Here's a photo of veggies being rehydrated (I was cooking for 5 that night – Chicken and Veggie Pot Pie).
This was about halfway to three-quarters through the process. I took it out of the cozy for a photo. You'll notice that the veggies sink as they rehydrate and that the carrots hydrated first and that the peas and corn are just starting to sink. Some things take longer than others.Oct 4, 2010 at 11:09 am #1651308
Nice photo, Laurie. I'm curious–do you usually fill the Nalgene to the top with water? You indicated in your earlier post that the steam from the hot water helped rehydrate things faster. I wouldn't think there would be much, if any, steam available if the bottle was filled to the top. I'll try it both ways. Thanks for the tip. And have fun with your new dehydrator!Oct 4, 2010 at 11:59 am #1651328
Usually I just cover… but this particular time I didn't because I had less experience (twas my early days). It still worked but took about 50 minutes. Then I added creamed soup leather (that I had made into a powder) and freeze-dried chicken to the excess water to make my pot pie sauce.

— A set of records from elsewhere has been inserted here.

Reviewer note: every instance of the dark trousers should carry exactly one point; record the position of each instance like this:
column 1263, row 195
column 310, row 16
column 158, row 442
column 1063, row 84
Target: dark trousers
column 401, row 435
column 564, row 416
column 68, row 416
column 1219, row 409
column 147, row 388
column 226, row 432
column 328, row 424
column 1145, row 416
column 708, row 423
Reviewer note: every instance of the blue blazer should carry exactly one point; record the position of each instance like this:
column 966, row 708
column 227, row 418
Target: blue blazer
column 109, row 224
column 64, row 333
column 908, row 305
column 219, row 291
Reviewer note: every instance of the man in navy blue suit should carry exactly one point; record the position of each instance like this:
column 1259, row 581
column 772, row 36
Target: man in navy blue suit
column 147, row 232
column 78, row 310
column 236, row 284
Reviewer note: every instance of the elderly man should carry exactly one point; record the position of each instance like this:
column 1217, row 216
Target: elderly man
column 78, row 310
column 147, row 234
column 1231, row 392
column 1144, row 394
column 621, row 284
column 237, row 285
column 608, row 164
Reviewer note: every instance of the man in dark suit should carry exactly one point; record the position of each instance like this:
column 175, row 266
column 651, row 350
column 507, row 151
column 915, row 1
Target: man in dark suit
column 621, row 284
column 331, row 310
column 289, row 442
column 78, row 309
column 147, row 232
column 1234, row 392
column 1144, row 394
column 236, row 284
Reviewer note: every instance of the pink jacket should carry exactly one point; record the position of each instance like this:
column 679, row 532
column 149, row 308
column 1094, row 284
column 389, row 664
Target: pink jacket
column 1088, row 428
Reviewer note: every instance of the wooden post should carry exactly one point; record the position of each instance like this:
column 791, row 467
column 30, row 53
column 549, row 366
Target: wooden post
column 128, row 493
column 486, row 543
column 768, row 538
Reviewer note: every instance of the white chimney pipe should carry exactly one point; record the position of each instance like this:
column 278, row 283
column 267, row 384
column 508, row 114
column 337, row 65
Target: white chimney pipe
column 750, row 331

As I got more adept at rehydrating and started writing books about it, I discovered the steam, That helped by reducing the use of water and cut quite a bit off the time too. Also it meant that nutrients weren't being lost into the water (and drained off) if I wasn't using the excess to rehydrate another ingredient.
Anyway, I just wanted to show that they will rehydrate either way.